The governor of the Bank of England has called on businesses to show restraint when raising their prices, after he came under heavy criticism for saying workers should not demand big pay rises to help manage inflation.
Andrew Bailey said that he recognised his call for workers to show restraint in the annual wage-bargaining process was unpopular, but warned that there were risks of an upward spiral for inflation taking hold.
However, in a conciliatory response to questions from MPs on the Commons Treasury committee, he said the same point also held true for firms planning price hikes to protect their profit margins.
“I’m not saying people should not take pay rises. I did make the point it was in the context of large pay rises. And my concern is the second-round effects. If everybody tries to get ahead of the shock we’ve had from outside, then we’ll get the second-round effects and it will get worse. That’s the problem,” he said.

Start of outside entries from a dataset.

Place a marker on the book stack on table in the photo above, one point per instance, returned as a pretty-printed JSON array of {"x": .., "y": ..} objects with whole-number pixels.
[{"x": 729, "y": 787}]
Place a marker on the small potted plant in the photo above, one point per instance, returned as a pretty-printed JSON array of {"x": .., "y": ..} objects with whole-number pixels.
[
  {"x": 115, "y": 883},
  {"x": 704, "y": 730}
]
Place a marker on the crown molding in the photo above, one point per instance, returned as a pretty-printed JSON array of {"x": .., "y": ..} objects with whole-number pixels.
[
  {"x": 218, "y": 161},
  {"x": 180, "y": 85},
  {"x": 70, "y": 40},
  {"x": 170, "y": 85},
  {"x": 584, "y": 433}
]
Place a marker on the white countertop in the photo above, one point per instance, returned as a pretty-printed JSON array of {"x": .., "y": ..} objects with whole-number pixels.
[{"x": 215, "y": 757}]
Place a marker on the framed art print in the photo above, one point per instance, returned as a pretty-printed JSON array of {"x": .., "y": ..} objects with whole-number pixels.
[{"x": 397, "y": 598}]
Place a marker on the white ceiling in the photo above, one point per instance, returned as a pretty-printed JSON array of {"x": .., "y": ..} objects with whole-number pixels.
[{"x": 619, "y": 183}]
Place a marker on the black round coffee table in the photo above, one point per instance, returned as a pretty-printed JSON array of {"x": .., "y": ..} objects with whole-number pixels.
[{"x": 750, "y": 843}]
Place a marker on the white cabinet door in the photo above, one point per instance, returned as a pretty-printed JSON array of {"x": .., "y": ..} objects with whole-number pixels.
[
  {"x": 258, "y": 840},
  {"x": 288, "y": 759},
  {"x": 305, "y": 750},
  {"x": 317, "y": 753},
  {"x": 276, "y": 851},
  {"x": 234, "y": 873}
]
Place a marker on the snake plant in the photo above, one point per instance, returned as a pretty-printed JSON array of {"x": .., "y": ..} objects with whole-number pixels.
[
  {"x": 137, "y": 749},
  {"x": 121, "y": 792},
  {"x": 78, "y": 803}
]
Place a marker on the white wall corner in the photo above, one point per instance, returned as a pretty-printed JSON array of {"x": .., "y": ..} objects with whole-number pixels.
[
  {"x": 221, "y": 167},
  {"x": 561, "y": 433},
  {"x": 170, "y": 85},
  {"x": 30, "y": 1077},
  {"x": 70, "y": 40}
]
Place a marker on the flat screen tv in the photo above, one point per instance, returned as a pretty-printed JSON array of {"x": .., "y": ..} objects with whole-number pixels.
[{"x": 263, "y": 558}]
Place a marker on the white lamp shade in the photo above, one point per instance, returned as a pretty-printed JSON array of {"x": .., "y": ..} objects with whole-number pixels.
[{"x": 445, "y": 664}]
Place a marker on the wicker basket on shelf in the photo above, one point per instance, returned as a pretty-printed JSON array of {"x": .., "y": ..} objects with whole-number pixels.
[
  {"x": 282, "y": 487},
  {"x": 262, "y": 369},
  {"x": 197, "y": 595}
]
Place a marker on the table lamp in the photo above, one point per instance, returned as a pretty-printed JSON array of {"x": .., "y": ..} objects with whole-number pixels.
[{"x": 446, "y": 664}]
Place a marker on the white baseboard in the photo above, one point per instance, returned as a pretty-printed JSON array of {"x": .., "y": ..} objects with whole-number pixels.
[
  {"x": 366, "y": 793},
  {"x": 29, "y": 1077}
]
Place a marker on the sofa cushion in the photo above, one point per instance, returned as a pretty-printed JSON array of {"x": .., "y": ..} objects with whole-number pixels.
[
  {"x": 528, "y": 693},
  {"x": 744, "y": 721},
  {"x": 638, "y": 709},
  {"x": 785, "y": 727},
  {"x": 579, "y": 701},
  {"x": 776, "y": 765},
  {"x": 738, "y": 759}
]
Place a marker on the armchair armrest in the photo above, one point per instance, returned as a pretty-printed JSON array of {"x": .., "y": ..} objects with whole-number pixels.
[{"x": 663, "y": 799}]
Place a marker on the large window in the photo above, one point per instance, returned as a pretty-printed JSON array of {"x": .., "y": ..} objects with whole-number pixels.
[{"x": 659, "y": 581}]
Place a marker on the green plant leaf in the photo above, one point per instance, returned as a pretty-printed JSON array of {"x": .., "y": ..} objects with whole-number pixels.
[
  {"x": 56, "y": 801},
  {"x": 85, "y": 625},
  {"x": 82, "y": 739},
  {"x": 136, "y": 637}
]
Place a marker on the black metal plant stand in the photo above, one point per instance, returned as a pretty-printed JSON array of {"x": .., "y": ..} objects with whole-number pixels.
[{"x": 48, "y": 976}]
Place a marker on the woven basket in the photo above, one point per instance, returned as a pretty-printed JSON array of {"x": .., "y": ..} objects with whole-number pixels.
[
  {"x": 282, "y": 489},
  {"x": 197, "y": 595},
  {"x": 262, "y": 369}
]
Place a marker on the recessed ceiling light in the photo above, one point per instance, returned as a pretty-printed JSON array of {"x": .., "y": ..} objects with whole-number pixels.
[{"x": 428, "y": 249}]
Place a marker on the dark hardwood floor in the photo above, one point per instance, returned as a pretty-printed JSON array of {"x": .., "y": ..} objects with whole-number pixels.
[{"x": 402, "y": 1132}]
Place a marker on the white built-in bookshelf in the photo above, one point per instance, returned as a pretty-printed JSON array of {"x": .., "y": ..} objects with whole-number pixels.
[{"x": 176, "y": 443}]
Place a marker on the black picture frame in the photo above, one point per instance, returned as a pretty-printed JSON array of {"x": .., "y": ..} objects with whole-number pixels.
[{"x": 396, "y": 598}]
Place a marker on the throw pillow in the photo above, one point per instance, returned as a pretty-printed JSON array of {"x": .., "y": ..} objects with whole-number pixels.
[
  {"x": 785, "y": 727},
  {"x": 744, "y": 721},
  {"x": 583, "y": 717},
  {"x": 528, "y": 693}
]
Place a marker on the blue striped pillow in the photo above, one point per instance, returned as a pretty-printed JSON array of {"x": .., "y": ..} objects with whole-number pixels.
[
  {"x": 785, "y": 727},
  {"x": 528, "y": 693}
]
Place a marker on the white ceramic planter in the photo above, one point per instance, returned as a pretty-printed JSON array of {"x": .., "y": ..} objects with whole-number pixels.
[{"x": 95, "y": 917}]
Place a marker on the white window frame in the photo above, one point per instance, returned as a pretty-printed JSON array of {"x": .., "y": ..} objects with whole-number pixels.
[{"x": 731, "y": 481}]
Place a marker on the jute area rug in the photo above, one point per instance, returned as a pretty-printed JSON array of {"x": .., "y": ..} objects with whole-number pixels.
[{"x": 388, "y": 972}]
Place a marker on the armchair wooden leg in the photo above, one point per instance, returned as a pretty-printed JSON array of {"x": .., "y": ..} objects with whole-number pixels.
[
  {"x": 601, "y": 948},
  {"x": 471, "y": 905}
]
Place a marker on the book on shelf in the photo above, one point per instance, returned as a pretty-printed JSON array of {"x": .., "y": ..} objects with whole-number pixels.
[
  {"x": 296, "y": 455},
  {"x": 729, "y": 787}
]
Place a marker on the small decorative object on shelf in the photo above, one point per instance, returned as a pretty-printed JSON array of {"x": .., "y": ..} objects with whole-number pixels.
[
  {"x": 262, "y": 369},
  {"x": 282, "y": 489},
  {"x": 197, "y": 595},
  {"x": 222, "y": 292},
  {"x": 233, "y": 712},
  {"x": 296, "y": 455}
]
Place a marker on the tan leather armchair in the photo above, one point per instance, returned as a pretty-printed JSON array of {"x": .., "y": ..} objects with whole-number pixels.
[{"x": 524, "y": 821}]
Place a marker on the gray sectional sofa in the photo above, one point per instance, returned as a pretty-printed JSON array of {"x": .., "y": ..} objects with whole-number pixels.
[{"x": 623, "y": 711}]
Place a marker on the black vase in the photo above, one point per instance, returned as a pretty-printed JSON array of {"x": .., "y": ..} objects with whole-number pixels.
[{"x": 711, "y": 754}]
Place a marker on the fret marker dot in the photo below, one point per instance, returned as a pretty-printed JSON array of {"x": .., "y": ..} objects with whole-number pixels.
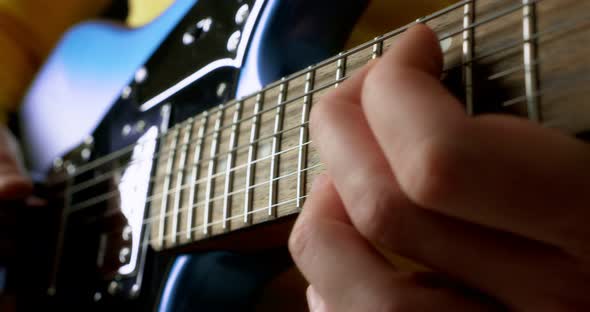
[
  {"x": 446, "y": 44},
  {"x": 264, "y": 150}
]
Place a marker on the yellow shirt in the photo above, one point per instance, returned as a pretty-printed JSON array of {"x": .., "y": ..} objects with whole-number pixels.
[{"x": 29, "y": 29}]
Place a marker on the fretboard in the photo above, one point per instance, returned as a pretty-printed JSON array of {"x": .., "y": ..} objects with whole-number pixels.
[{"x": 251, "y": 160}]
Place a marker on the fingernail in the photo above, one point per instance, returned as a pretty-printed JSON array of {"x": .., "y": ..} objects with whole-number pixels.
[
  {"x": 318, "y": 182},
  {"x": 314, "y": 300}
]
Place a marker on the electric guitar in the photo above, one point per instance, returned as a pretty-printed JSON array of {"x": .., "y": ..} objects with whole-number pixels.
[{"x": 206, "y": 146}]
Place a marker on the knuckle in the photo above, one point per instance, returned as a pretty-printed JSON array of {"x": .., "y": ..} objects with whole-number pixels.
[
  {"x": 376, "y": 217},
  {"x": 431, "y": 172},
  {"x": 299, "y": 239}
]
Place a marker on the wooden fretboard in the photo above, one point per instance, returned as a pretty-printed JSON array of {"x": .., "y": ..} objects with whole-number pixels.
[{"x": 251, "y": 160}]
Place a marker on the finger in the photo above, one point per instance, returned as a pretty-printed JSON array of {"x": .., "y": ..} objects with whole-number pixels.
[
  {"x": 515, "y": 270},
  {"x": 349, "y": 275},
  {"x": 489, "y": 170},
  {"x": 334, "y": 257}
]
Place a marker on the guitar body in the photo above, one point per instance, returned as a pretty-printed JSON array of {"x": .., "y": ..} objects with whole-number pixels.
[
  {"x": 96, "y": 95},
  {"x": 149, "y": 158}
]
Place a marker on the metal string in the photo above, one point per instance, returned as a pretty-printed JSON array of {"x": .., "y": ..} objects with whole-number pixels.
[
  {"x": 103, "y": 160},
  {"x": 91, "y": 182},
  {"x": 155, "y": 218},
  {"x": 93, "y": 201},
  {"x": 151, "y": 220}
]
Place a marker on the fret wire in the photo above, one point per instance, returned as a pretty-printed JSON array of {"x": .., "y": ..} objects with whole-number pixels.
[
  {"x": 104, "y": 160},
  {"x": 229, "y": 173},
  {"x": 489, "y": 19},
  {"x": 562, "y": 26},
  {"x": 252, "y": 152},
  {"x": 242, "y": 190},
  {"x": 477, "y": 58},
  {"x": 529, "y": 25},
  {"x": 166, "y": 185},
  {"x": 210, "y": 188},
  {"x": 180, "y": 176},
  {"x": 468, "y": 48},
  {"x": 194, "y": 188},
  {"x": 258, "y": 185},
  {"x": 540, "y": 92},
  {"x": 377, "y": 47},
  {"x": 512, "y": 70},
  {"x": 519, "y": 43},
  {"x": 250, "y": 213},
  {"x": 108, "y": 195},
  {"x": 340, "y": 70},
  {"x": 304, "y": 134},
  {"x": 276, "y": 146},
  {"x": 95, "y": 200}
]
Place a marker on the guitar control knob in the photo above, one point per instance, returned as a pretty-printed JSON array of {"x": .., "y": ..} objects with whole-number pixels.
[
  {"x": 197, "y": 32},
  {"x": 234, "y": 41},
  {"x": 242, "y": 14},
  {"x": 124, "y": 255},
  {"x": 113, "y": 288}
]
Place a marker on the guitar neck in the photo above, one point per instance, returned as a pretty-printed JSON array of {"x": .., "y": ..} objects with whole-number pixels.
[{"x": 251, "y": 160}]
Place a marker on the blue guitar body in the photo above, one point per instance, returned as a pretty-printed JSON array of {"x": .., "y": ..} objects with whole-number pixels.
[{"x": 105, "y": 86}]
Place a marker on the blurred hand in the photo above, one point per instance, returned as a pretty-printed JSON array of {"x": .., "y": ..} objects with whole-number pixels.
[
  {"x": 494, "y": 205},
  {"x": 14, "y": 184}
]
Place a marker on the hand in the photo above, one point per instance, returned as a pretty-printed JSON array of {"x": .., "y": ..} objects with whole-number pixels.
[
  {"x": 14, "y": 187},
  {"x": 14, "y": 184},
  {"x": 495, "y": 204}
]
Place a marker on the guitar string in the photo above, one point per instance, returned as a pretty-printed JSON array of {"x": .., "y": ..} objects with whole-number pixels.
[
  {"x": 203, "y": 203},
  {"x": 253, "y": 212},
  {"x": 113, "y": 194},
  {"x": 156, "y": 218},
  {"x": 236, "y": 216},
  {"x": 152, "y": 218},
  {"x": 105, "y": 159},
  {"x": 94, "y": 181},
  {"x": 90, "y": 183},
  {"x": 104, "y": 197},
  {"x": 155, "y": 178}
]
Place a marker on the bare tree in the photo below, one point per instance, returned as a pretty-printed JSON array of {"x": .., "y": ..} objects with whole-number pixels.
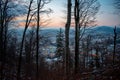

Asked by the Labour MP Angela Eagle whether big companies and City bankers should exercise similar restraint, Bailey said: “The same point holds on restraint. [It] holds for everybody.”
The Bank’s governor said he was worried that current high rates of inflation, caused by soaring energy prices, could persist for longer if workers and firms tried to offset the shock by significantly raising their incomes. This could create “second round effects” to the initial shock from higher energy costs.
However, Bailey struggled to answer when asked how much he was personally paid compared to the median UK wage of £31,285. “[It’s] substantially higher. It’s somewhere over £500,000, I can’t tell you exactly what it was. I don’t carry that around in my head,” he told Eagle.